Run robot and check the [Output] tab.  It shows data we just published:

 
 [
 {
 "price": 1,
 "address": "100 main street",
 "city": "New York",
 "rooms": 5,
 "area": 50,
 "source_url": "http://newyork.craigslist.org/"
 }
]

5.  Extract some data from page

Modify the robot code as shown below.

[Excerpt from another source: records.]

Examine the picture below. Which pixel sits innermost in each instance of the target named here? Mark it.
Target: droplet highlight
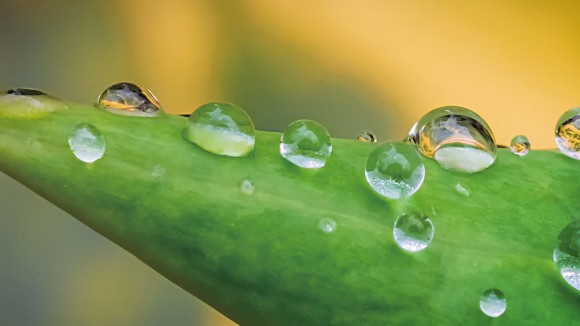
(493, 303)
(567, 254)
(395, 170)
(221, 128)
(568, 133)
(306, 143)
(87, 143)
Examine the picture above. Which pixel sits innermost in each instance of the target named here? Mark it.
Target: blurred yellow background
(351, 65)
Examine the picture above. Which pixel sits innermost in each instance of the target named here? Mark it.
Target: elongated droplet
(458, 138)
(567, 254)
(306, 143)
(568, 133)
(129, 99)
(395, 170)
(493, 303)
(87, 143)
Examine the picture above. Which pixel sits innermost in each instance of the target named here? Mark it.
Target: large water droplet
(568, 133)
(306, 143)
(221, 128)
(129, 99)
(458, 138)
(493, 303)
(87, 143)
(567, 254)
(395, 170)
(413, 232)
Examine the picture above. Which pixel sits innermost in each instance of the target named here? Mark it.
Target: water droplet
(568, 133)
(520, 145)
(395, 170)
(221, 128)
(458, 138)
(129, 99)
(567, 254)
(306, 143)
(367, 136)
(327, 225)
(493, 303)
(413, 232)
(87, 143)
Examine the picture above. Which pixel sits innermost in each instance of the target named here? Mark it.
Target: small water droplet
(129, 99)
(87, 143)
(567, 254)
(327, 225)
(413, 232)
(457, 138)
(568, 133)
(520, 145)
(493, 303)
(367, 136)
(395, 170)
(221, 128)
(306, 143)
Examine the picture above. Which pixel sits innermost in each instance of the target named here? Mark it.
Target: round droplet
(221, 128)
(395, 170)
(413, 232)
(567, 254)
(306, 143)
(129, 99)
(568, 133)
(458, 138)
(367, 136)
(520, 145)
(493, 303)
(87, 143)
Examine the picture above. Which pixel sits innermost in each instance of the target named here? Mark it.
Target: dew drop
(493, 303)
(413, 232)
(306, 143)
(457, 138)
(520, 145)
(129, 99)
(568, 133)
(221, 128)
(87, 143)
(567, 254)
(395, 170)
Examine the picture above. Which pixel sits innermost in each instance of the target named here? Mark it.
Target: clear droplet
(87, 143)
(458, 138)
(327, 225)
(129, 99)
(568, 133)
(413, 232)
(306, 143)
(395, 170)
(367, 136)
(520, 145)
(221, 128)
(493, 303)
(567, 254)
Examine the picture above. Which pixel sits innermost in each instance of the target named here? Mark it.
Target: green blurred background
(351, 65)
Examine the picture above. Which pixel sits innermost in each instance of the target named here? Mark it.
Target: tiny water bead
(395, 170)
(413, 231)
(520, 145)
(493, 303)
(567, 254)
(87, 143)
(306, 143)
(221, 128)
(457, 138)
(129, 99)
(568, 133)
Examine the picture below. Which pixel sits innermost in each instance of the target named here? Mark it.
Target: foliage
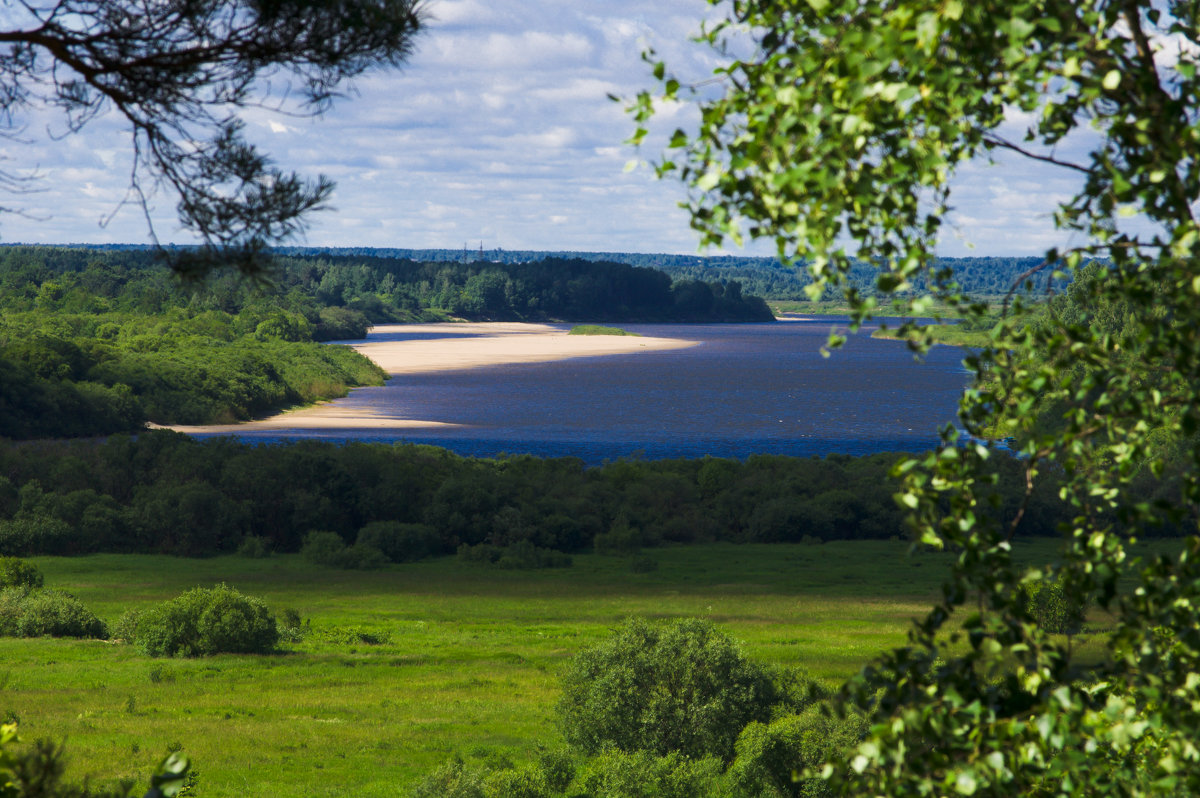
(772, 759)
(846, 121)
(642, 774)
(27, 612)
(597, 329)
(521, 556)
(37, 772)
(16, 573)
(255, 547)
(208, 621)
(683, 689)
(328, 549)
(169, 493)
(1055, 611)
(181, 101)
(400, 543)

This robot will extract every job posting from a page.

steps.start = function() {
    var rows = [];
    
    $(".-job").each(function (i, v) {
        var row = {};
        
        row.company = $(".employer", v).text().trim();
        row.location =  $(v).find(".location").text().split("•").pop().trim();
        row.position =  $(v).find("a.job-link:first").text().trim();
        row.tags =  $(v).find("div.tags").text().trim();
        
        rows.push(row);
    });
    
    emit ("jobs", rows);
    done();
};

After executing the robot check that data appeared on portal. Find your robot in portal, open it and see that there is a new run with your data.

6. Iterate over multiple pages

Add code to click “Next” link on each page.

steps.start = function() {
    var rows = [];
     
    $(".-job").each(function (i, v) {
        var row = {};
         
        row.company = $(".employer", v).text().trim();
        row.location =  $(v).find(".location").text().split("•").pop().trim();
        row.position =  $(v).find("a.job-link:first").text().trim();
        row.tags =  $(v).find("div.tags").text().trim();
         
        rows.push(row);
    });
 
    if ($(".test-pagination-next").length > 0) {
        next ($(".test-pagination-next")[0].href, "start");
    } 
 
    emit ("jobs", rows);
    done();
};

Refresh portal page and you will see a new run with data extracted from all pages.